На летней ярмарке, одной из четырех в году, продавались железные изделия из Тулы, шелк из Польши, вина и фрукты из Крыма. В ярмарочной толпе можно было увидеть армян в шароварах, в длинных рубахах, схваченных в талии широкими поясами, на которых висели кошельки. Бедняки в плоских барашковых шапках, зажиточные в каракулевых, узкобородые левантийцы в желтых халатах и даже турки в белых и зеленых чалмах наводнили ярмарочную площадь. Рибас удивился присутствию купцов-турок и приказал старшего привезти к себе. Выяснилось, что они из Таганрога, имеют фирман от Потемкина, давно перешли в русское подданство и завели фабрику золотой парчи. Потемкин дал им тысячу на обзаведение, а хозяину фабрики Афанасию-Кес-Оглы даже назначил жалование триста рублей в год. Господин полковник не ослышался: это был его старый знакомый по Средиземноморью. Рибас передал ему привет и купил у перепуганных купцов десять саженей золотканной парчи для Насти.
Одни заботы уходили, но появлялись новые, которыми господин полковник занимался до осени – устраивал пороховой склад, заложил гарнизонный сад, посылал искать влажные луга для посевов овса, наряжал солдат с лошадьми молотить хлеб, который молотили туг древнейшим способом: вкапывали столб, к которому крепили веревку, а к свободному концу привязывали нестроевых лошадей. Кони ходили по кругу и копытами вымолачивали зерна арнаутки.

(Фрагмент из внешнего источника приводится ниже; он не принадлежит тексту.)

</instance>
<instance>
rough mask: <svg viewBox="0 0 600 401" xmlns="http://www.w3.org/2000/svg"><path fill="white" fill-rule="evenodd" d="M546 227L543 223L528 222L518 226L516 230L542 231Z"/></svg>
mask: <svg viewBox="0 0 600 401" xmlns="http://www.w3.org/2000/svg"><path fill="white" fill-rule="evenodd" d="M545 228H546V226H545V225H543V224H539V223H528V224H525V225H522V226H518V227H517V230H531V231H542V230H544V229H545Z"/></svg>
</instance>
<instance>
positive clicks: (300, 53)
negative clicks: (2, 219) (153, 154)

В сентябре из Крыма прибыл дежурный офицер генерала де Бальмена. Полк Рибаса хоть и не блеснул перед ним выучкой, но реку форсировал умело. Рибасу давно было пора представиться своему непосредственному начальству, и он вместе с дежурным офицером степями отправился к Мариуполю, откуда на купеческом судне пересек Азовское море и высадился в крепости Еникале по соседству к Керчью. Генерал де Бальмен был сыном графа, убитого в шведскую войну 1741 года, а род свой вел от шотландской фамилии Рамзаев. В десять лет – сержант, в двадцать – подполковник. В турецкую кампанию брал Бендеры и Кафу. Перед Рибасом он разоткровенничался и сетовал:
– Мы тут с ног сбились, стараясь исполнить приказы Потемкина. Что ни день – новый приказ. Войска прибывают. Купцов тут больше тысячи –
из Кафы, Архиппелага, Воронежа и Тулы. Что ни день – обер-комендант Борзов с докладом: греки сварятся с армянами, албанцы несут петиции на грузин. Татарские мурзы строят козни, а мы им строим мечети. Потемкин требует ко всем относиться с лаской и хлебом-солью, а надо бы сечь их, как запорожцев в семьдесят пятом!Де Бальмен участвовал в экспедиции генерал-поручика Текели, когда громили Запорожскую сечь. Но теперь в Крыму политика требовала изворотливости.
– А солдаты все в работах и мрут сотнями, – говорил с досадой генерал.
– Я готов привести свой полк в Тавриду, – предложил Рибас.
– Зачем? – искренне удивился де Бальмен.
– Ваши гарнизоны ослаблены. Если турки выступят…
– Не выступят. Суворов на них страху нагнал. Они с нами торговать начали.
– По-вашему, войны не будет?
– У султана и без нас забот хватает. Он три года подряд пробовал спровоцировать в Тавриде войну, поставить своего хана. Но в прошлом году ему пришлось подписать изъяснительную конвенцию, что Крым независим. Меня беспокоит другое. – Генерал передал Рибасу листок с аккуратно переписанным текстом: – Это «Челобитная крымских солдат к Богу».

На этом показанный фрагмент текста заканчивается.